Setelah mendengarkan laporan Ma Liang, Gan Ning benar-benar kagum. Ma Liang bukan hanya berhasil menemukan keberadaan trebuset tersebut, tetapi juga menjalin hubungan dengan Zhou Ji, yang dapat membawa banyak informasi intelijen militer penting guna persiapan merebut Jiangling di masa depan.

Gan Ning menatap cetak biru itu dan merenung sejenak. Dia segera mengambil keputusan: 'Menyerang Jiangling secara diam-diam!'

Tak lama kemudian, tiga orang ahli strategi bergegas menuju kediaman resmi Gan Ning.

"Apakah Jenderal memiliki urusan mendesak?" tanya Lu Su.

Gan Ning mengangguk. "Memang ada urusan yang cukup mendesak. Biar kuberikan ringkasan kepada kalian bertiga."

Gan Ning menyerahkan surat perintah tanpa tanda tangan miliknya kepada Lu Su dan yang lainnya. Mereka saling mengoper dan membaca surat itu. Lu Su bertanya dengan bingung, "Bukankah Jenderal berencana untuk bertindak saat Cao Cao bergerak ke selatan? Bukankah terlalu dini untuk bertindak sekarang?"

Gan Ning menggelengkan kepala. "Keadaan tidak berkembang ke arah yang saya harapkan. Galangan kapal itu menyelesaikan satu kapal dan langsung mengirimkannya seketika. Tidak ada kesempatan untuk mengumpulkan mereka. Jika kita tidak bisa menghancurkan kapal-kapal itu, kita akan menghancurkan kemampuan pembuatan kapal mereka, merampas semua bahan mentah serta para pembuat kapal, dan merebut seratus lima puluh trebuset raksasa itu alih-alih menghancurkannya."

Lu Su, Xu Shu, dan Pang Tong semuanya menyatakan dukungan penuh terhadap tindakan tegas Gan Ning. Begitu keputusan diambil, mereka harus segera bertindak, karena keterlambatan akan membuat mereka kehilangan kesempatan.

Misi penyerangan diam-diam ke Jiangling dipercayakan kepada Ding Feng. Ding Feng sudah lama merasa frustrasi. Sejak kampanye Changsha, dia tidak memiliki pekerjaan apa pun, bahkan serangan terhadap Tiga Komanderi Jingnan pun tidak melibatkan dirinya, yang membuatnya sangat tertekan. Kini kesempatan itu akhirnya tiba. Bagaimana mungkin dia tidak merasa sangat antusias? Meskipun tujuannya bukan untuk menduduki Jiangling, berhasil menyelesaikan misi tetaplah hal yang baik.

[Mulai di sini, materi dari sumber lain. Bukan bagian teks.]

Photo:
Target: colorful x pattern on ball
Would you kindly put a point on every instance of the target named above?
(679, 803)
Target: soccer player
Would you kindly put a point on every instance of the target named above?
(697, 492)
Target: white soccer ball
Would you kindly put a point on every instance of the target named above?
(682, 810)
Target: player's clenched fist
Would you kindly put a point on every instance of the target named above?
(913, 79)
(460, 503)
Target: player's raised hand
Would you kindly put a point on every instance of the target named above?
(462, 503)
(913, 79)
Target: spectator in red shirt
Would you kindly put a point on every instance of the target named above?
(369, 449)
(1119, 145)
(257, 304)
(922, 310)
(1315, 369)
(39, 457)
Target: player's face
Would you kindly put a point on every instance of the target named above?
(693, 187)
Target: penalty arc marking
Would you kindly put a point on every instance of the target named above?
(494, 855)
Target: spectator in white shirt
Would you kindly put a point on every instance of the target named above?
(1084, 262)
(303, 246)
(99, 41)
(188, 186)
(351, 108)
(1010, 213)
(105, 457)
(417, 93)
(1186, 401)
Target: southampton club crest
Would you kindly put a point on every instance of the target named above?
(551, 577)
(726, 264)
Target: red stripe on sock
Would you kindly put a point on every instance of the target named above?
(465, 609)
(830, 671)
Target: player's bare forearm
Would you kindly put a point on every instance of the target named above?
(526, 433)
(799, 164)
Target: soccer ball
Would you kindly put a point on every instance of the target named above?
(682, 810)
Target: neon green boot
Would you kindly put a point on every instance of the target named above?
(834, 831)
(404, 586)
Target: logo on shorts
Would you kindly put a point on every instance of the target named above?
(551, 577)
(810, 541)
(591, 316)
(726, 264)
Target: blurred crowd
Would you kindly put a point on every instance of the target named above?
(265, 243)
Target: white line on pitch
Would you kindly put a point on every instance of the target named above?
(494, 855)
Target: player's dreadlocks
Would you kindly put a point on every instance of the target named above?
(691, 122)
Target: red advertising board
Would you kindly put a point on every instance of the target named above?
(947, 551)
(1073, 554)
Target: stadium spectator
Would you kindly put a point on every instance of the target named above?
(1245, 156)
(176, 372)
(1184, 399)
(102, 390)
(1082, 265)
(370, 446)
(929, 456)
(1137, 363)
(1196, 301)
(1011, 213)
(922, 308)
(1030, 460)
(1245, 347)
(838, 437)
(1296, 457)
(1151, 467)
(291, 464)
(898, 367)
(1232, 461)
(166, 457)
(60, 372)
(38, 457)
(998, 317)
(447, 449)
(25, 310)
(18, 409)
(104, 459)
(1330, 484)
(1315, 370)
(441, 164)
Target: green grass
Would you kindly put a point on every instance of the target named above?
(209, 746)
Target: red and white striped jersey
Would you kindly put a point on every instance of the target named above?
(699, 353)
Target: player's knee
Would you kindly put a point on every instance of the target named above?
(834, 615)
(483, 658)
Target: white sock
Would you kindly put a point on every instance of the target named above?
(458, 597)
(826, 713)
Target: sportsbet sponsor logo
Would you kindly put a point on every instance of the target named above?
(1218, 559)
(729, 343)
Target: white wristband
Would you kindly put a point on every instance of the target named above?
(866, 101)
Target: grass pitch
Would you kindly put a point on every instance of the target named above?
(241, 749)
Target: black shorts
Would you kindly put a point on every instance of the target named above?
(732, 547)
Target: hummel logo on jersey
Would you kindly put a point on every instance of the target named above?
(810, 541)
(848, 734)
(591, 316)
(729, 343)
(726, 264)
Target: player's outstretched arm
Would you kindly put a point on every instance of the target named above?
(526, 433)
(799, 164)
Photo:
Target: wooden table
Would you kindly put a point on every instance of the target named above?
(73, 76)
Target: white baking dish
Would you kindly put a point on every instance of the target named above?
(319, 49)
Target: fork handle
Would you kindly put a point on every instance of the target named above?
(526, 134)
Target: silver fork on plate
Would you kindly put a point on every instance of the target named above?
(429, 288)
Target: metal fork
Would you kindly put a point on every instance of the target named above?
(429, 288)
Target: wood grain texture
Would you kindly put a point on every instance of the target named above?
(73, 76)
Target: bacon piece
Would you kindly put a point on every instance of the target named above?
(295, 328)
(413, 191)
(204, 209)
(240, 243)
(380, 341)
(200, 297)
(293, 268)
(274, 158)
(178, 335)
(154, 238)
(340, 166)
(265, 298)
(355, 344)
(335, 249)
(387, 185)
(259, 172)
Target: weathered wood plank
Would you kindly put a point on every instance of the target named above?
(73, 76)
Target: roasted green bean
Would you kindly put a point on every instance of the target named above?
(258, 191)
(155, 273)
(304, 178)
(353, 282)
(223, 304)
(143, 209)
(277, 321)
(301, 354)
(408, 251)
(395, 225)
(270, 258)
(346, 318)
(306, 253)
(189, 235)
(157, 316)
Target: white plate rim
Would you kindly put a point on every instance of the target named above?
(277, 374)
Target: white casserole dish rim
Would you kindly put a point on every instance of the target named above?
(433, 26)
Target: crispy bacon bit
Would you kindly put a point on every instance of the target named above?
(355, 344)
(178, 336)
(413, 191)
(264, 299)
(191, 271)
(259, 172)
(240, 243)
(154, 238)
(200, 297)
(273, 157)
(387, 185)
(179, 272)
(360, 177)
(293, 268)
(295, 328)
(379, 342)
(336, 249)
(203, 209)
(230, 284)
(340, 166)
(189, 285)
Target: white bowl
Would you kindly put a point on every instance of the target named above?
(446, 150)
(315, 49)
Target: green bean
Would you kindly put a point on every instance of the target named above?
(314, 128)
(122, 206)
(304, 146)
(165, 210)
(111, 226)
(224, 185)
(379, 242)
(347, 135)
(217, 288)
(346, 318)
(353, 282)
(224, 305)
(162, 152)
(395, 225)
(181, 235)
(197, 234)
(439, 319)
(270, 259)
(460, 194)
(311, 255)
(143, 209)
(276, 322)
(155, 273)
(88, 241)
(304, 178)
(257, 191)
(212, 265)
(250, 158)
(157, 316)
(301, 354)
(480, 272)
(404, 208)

Hari itu juga, Ding Feng memimpin lima belas ribu prajurit dan delapan ratus kapal perang keluar dari pangkalan angkatan laut Danau Dongting, memasuki Sungai Yangtze dari Danau Dongting, dan berlayar di sepanjang tepi selatan Sungai Yangtze menuju Komanderi Wuling yang berhadapan langsung dengan Kabupaten Jiangling.

Hal yang paling penting dalam penyerangan diam-diam ke Jiangling adalah kerahasiaan, jadi Ding Feng memerintahkan armada angkatan lautnya untuk berlayar hanya pada malam hari, merapat erat di sisi selatan Sungai Yangtze agar musuh tidak dapat melihat mereka.

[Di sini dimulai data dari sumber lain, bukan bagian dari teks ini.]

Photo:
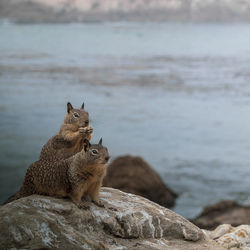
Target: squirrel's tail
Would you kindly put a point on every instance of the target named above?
(14, 197)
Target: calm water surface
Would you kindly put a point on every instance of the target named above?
(176, 94)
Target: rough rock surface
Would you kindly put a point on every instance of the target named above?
(126, 222)
(133, 175)
(231, 237)
(224, 212)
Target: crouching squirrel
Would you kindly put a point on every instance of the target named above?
(69, 140)
(76, 177)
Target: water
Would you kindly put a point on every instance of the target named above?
(176, 94)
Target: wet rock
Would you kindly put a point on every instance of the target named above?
(133, 175)
(224, 212)
(126, 222)
(231, 237)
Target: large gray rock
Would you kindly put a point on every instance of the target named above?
(231, 237)
(126, 222)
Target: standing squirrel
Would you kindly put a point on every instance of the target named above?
(69, 140)
(79, 176)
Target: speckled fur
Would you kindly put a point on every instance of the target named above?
(69, 140)
(79, 175)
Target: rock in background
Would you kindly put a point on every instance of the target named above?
(224, 212)
(133, 175)
(30, 11)
(127, 222)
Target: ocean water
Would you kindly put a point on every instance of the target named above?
(176, 94)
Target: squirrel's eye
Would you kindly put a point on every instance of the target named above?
(94, 151)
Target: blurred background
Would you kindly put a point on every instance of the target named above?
(168, 80)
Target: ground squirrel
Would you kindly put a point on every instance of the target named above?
(76, 177)
(69, 140)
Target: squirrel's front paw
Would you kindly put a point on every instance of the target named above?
(98, 203)
(89, 130)
(85, 130)
(81, 205)
(82, 130)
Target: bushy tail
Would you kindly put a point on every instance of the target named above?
(14, 197)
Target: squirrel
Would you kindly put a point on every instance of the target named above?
(69, 140)
(76, 177)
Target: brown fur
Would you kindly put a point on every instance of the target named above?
(69, 140)
(75, 177)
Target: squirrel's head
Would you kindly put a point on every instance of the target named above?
(77, 117)
(95, 153)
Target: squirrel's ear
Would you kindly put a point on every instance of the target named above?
(82, 107)
(86, 145)
(100, 142)
(69, 107)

Tiga hari kemudian pada malam hari, armada Ding Feng tiba di Kabupaten Yidao di tepi selatan Sungai Yangtze. Di seberangnya adalah Kabupaten Jiangling.

Ding Feng menatap Sungai Yangtze yang gelap gulita dan berkata kepada wakil jenderalnya, Kan Huang, "Ini baru jaga malam kedua. Sebaiknya kita menyerang semalam suntuk untuk menghindari masalah akibat penundaan yang terlalu lama!"

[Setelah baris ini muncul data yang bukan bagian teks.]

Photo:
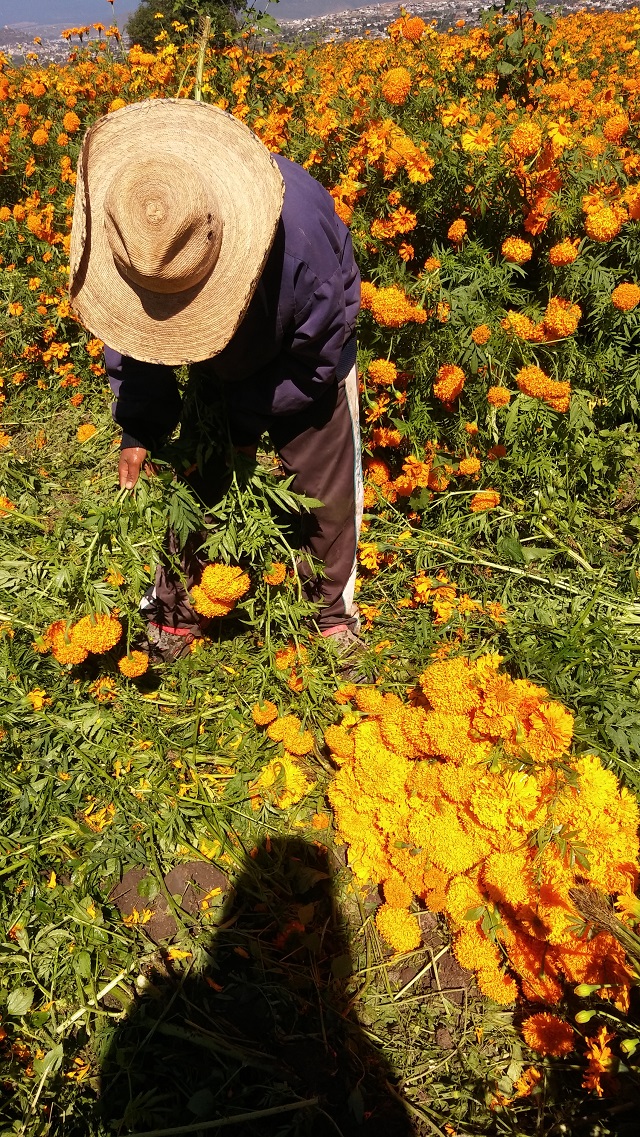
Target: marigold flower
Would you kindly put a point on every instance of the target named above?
(563, 254)
(625, 297)
(263, 713)
(396, 85)
(470, 466)
(275, 574)
(449, 382)
(516, 250)
(525, 140)
(481, 334)
(498, 396)
(484, 500)
(133, 664)
(222, 586)
(562, 317)
(615, 127)
(97, 633)
(549, 1035)
(457, 231)
(533, 381)
(603, 224)
(398, 927)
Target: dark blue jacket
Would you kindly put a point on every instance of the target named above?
(289, 345)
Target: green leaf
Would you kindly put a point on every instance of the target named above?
(21, 1001)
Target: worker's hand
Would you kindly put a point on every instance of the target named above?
(130, 465)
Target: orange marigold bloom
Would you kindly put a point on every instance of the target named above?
(449, 382)
(525, 140)
(396, 85)
(603, 224)
(549, 1035)
(615, 127)
(498, 396)
(413, 28)
(470, 466)
(484, 500)
(133, 664)
(71, 122)
(533, 381)
(457, 231)
(263, 713)
(98, 633)
(383, 372)
(481, 334)
(516, 250)
(565, 252)
(222, 586)
(275, 574)
(562, 317)
(625, 297)
(398, 927)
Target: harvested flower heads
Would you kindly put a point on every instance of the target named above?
(133, 664)
(446, 798)
(221, 588)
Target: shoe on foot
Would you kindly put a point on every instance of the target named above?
(350, 649)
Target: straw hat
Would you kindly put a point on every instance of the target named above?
(176, 208)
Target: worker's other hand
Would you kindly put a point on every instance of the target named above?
(130, 465)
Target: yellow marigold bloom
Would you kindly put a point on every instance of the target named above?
(562, 317)
(603, 224)
(470, 466)
(533, 381)
(449, 382)
(484, 500)
(383, 372)
(399, 928)
(549, 1035)
(516, 250)
(498, 396)
(615, 127)
(481, 334)
(98, 633)
(133, 664)
(263, 713)
(282, 781)
(275, 574)
(525, 140)
(625, 297)
(396, 85)
(457, 231)
(563, 254)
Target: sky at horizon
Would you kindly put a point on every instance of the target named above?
(75, 13)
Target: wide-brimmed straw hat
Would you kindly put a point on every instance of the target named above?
(176, 208)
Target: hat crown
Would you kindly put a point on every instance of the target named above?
(163, 224)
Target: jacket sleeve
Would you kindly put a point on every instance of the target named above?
(147, 400)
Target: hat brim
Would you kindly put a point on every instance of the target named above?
(185, 326)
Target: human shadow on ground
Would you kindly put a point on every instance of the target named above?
(263, 1021)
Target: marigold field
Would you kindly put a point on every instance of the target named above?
(240, 888)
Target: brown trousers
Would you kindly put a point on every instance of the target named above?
(321, 447)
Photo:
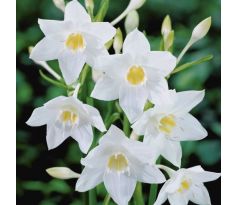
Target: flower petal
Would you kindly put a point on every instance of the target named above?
(119, 186)
(47, 49)
(163, 61)
(102, 30)
(177, 199)
(84, 136)
(55, 136)
(148, 173)
(40, 116)
(71, 65)
(106, 88)
(162, 196)
(89, 179)
(136, 43)
(132, 100)
(50, 27)
(158, 91)
(75, 12)
(199, 195)
(187, 100)
(96, 118)
(189, 128)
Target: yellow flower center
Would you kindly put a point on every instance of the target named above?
(68, 116)
(117, 162)
(167, 124)
(185, 185)
(75, 41)
(136, 75)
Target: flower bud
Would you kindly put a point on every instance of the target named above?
(135, 4)
(89, 4)
(62, 173)
(60, 4)
(166, 26)
(201, 30)
(169, 40)
(118, 41)
(132, 21)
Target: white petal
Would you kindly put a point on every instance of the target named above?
(163, 61)
(132, 100)
(89, 179)
(47, 49)
(148, 173)
(172, 151)
(113, 135)
(55, 136)
(106, 88)
(102, 30)
(115, 66)
(162, 196)
(158, 90)
(136, 43)
(120, 187)
(71, 65)
(140, 125)
(96, 118)
(50, 27)
(177, 199)
(187, 100)
(84, 136)
(188, 128)
(199, 195)
(40, 116)
(75, 12)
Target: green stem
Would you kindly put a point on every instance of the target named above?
(153, 193)
(92, 197)
(107, 200)
(138, 196)
(126, 126)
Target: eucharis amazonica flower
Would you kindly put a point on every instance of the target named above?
(73, 41)
(169, 122)
(187, 185)
(67, 116)
(134, 76)
(119, 162)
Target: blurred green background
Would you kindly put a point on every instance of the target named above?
(34, 186)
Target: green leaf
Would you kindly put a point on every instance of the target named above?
(209, 151)
(193, 63)
(102, 11)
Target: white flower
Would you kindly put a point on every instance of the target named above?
(132, 21)
(134, 76)
(119, 162)
(169, 122)
(187, 185)
(73, 42)
(67, 116)
(62, 173)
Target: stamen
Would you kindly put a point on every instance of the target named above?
(75, 41)
(136, 75)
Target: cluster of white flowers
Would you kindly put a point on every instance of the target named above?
(136, 77)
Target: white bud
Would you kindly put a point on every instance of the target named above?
(166, 26)
(201, 30)
(135, 4)
(62, 173)
(118, 41)
(198, 33)
(132, 21)
(60, 4)
(96, 75)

"Jenderal benar. Jika mereka menyadari sesuatu yang tidak biasa, mereka mungkin akan memindahkan trebuset-trebuset itu, dan kita akan kehilangan kesempatan."

Ding Feng mengangguk dan berkata, "Kamu pimpin sepuluh ribu prajurit untuk bertindak sesuai rencana awal. Aku akan memimpin lima ribu prajurit untuk menyergap di luar gerbang kota selatan. Begitu Zhang Yun memimpin pasukan untuk bala bantuan, aku akan menyergapnya."

Setelah keduanya membahas detail rencana tersebut, mereka tidak membiarkan para prajurit turun untuk beristirahat. Armada itu segera berputar arah dan menuju ke Jiangling di tepi utara.